Pusha T started the beef with a line in his recently released album “Daytona,” and Drake responded with a whole track of digs in the song “Duppy Freestyle.” It seemed he won the battle until Pusha T released his track — and Drake went silent.

Damien Scott, Complex’s editor-in-chief and vice-president of content and development, said that he thought Drake might have gone back in the studio to re-record “Scorpion” following Pusha T’s shocking revelation that Drake was a father (“A baby’s involved, it’s deeper than rap/We talkin’ character, let me keep with the facts/You are hiding a child, let that boy come home”).

“I think that the diss had an effect on him personally and as an artist,” said Scott, who said the song wouldn’t put a dent in Drake’s professional career. “He’s never been in this space before.
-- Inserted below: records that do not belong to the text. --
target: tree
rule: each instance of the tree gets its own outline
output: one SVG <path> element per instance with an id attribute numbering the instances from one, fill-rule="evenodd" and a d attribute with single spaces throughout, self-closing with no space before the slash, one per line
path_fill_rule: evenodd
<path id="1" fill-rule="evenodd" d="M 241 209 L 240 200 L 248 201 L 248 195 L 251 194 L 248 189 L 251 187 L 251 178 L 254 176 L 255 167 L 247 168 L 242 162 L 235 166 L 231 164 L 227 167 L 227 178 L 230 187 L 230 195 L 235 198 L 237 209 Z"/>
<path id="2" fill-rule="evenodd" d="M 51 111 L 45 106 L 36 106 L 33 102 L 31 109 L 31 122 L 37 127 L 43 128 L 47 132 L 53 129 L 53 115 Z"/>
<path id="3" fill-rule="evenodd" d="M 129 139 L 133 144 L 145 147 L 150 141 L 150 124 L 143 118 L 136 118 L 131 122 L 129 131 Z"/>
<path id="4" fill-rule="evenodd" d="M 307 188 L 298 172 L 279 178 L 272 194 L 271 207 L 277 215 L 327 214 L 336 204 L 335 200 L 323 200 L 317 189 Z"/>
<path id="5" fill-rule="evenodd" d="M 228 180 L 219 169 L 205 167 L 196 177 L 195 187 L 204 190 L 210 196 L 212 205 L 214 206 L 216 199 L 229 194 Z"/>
He’s never been on his left foot before and I don’t think he knows what that’s like.”

Scott may have been right. For the first time Drake addresses his son in a song, rapping on “Emotionless”: “I wasn’t hiding my kid from the world, I was hiding the world from my kid.” On the closing track “March 14,” he raps about being a single father and says: “She’s not my lover like Billie Jean, but the kid is mine.”

For another artist, a diss track so heavy might have hurt their career — but not for Drake.
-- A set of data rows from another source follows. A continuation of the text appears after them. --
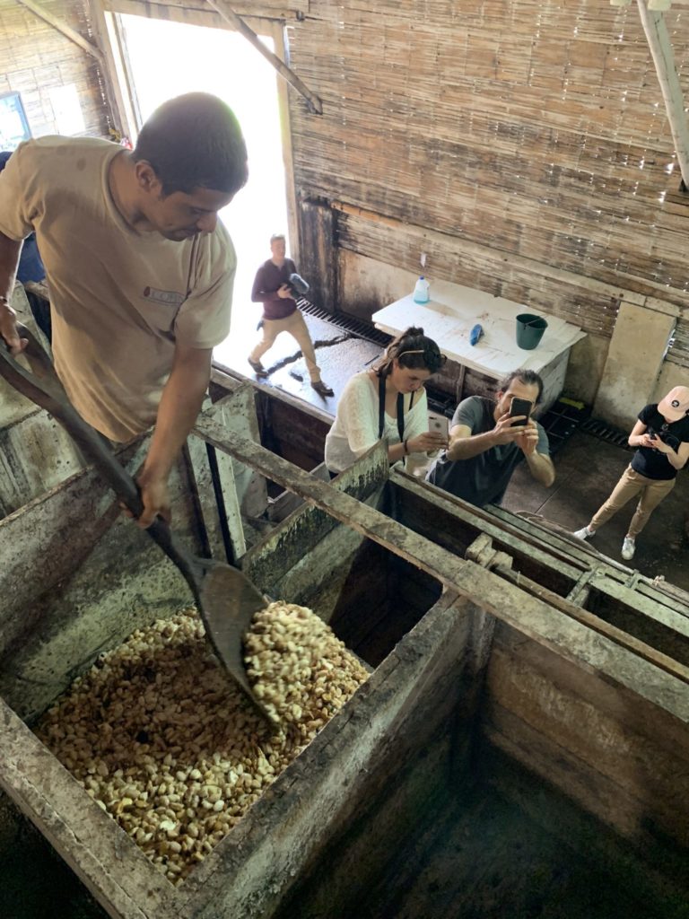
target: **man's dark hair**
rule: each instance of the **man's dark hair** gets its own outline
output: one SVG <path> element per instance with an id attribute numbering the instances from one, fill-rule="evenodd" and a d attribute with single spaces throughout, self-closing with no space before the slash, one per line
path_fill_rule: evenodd
<path id="1" fill-rule="evenodd" d="M 424 330 L 415 326 L 411 326 L 390 343 L 385 349 L 385 357 L 378 365 L 378 376 L 387 377 L 392 372 L 392 361 L 395 357 L 401 367 L 428 370 L 429 373 L 437 373 L 446 360 L 433 338 L 424 335 Z"/>
<path id="2" fill-rule="evenodd" d="M 537 386 L 538 395 L 536 397 L 537 403 L 541 401 L 541 396 L 543 395 L 543 380 L 536 372 L 536 370 L 513 370 L 512 373 L 508 373 L 506 377 L 503 377 L 500 381 L 498 386 L 499 392 L 506 392 L 513 380 L 518 380 L 520 383 L 524 383 L 525 386 Z"/>
<path id="3" fill-rule="evenodd" d="M 132 152 L 155 170 L 163 195 L 210 188 L 233 194 L 248 177 L 246 144 L 234 112 L 209 93 L 186 93 L 160 106 Z"/>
“He can still put this (album) out and get so much love in the midst of all of this other drama that’s happening,” said Cori Murray, entertainment director at Essence magazine. “He’s still beloved.”

The Grammy winner has been on a white-hot streak since he jumped from the acting world onto the music scene as both a rapper and singer in 2009, releasing hit after hit, multiplatinum albums and collaborations with everyone from Rihanna to Romeo Santos. His sound has evolved over the years to incorporate not just rap and R&B but pop, dancehall and African music.
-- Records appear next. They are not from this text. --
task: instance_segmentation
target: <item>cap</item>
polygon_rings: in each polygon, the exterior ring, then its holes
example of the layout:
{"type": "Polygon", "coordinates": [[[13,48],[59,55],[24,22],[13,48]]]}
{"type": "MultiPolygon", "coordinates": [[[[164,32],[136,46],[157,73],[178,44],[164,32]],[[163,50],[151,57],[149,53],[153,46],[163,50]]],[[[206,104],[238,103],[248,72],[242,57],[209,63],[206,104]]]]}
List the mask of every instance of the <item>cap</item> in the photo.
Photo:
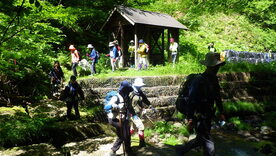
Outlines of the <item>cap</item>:
{"type": "Polygon", "coordinates": [[[132,85],[133,85],[133,86],[137,86],[137,87],[142,87],[142,86],[144,86],[144,85],[146,85],[146,84],[144,84],[142,78],[138,77],[138,78],[136,78],[136,79],[134,80],[134,83],[133,83],[132,85]]]}
{"type": "Polygon", "coordinates": [[[69,50],[75,50],[76,48],[74,47],[74,45],[70,45],[69,46],[69,50]]]}
{"type": "Polygon", "coordinates": [[[113,42],[109,42],[108,46],[109,46],[109,47],[113,47],[113,46],[114,46],[114,43],[113,43],[113,42]]]}
{"type": "Polygon", "coordinates": [[[143,39],[140,39],[140,40],[139,40],[139,43],[144,43],[144,40],[143,40],[143,39]]]}
{"type": "Polygon", "coordinates": [[[87,48],[94,48],[92,44],[88,44],[87,48]]]}
{"type": "Polygon", "coordinates": [[[220,59],[219,53],[209,52],[205,55],[205,60],[201,60],[200,63],[207,67],[214,67],[216,65],[224,65],[225,62],[220,59]]]}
“I call Drake the No. 1 pop star because of the type of music he makes. And I don’t mean that in a derogatory sense. I legitimately think he’s pop music in the way that Michael Jackson and Madonna were pop music, in the sense that they take all these influences and all these genres and use themselves as a filter through which they’re distilled into something brand new,” Scott said.

Murray agreed.

“Because of Drake I learned about WizKid. Because of Drake I learned about Black Coffee,” Murray said of the Nigerian singer who appeared on Drake’s hit “One Dance” and the South African DJ who performs around the world. “He’s introducing you to something (new) … so why not give him his credit for introducing us to someone we may not have known about?”

Chery said Drake’s ever-changing sound has kept him consistent — with fans and on the pop charts.

“You have to change with the times, and he’s done that,” said Chery, referencing that Drake’s recent collaborations include Migos and rising rapper Lil Baby. “I think he just really has his finger on the pulse of what’s happening. And he knows when it’s appropriate for him to jump on something and kind of incorporate it in his game plan.”

“He’s like become a tastemaker in a sense,” Chery added.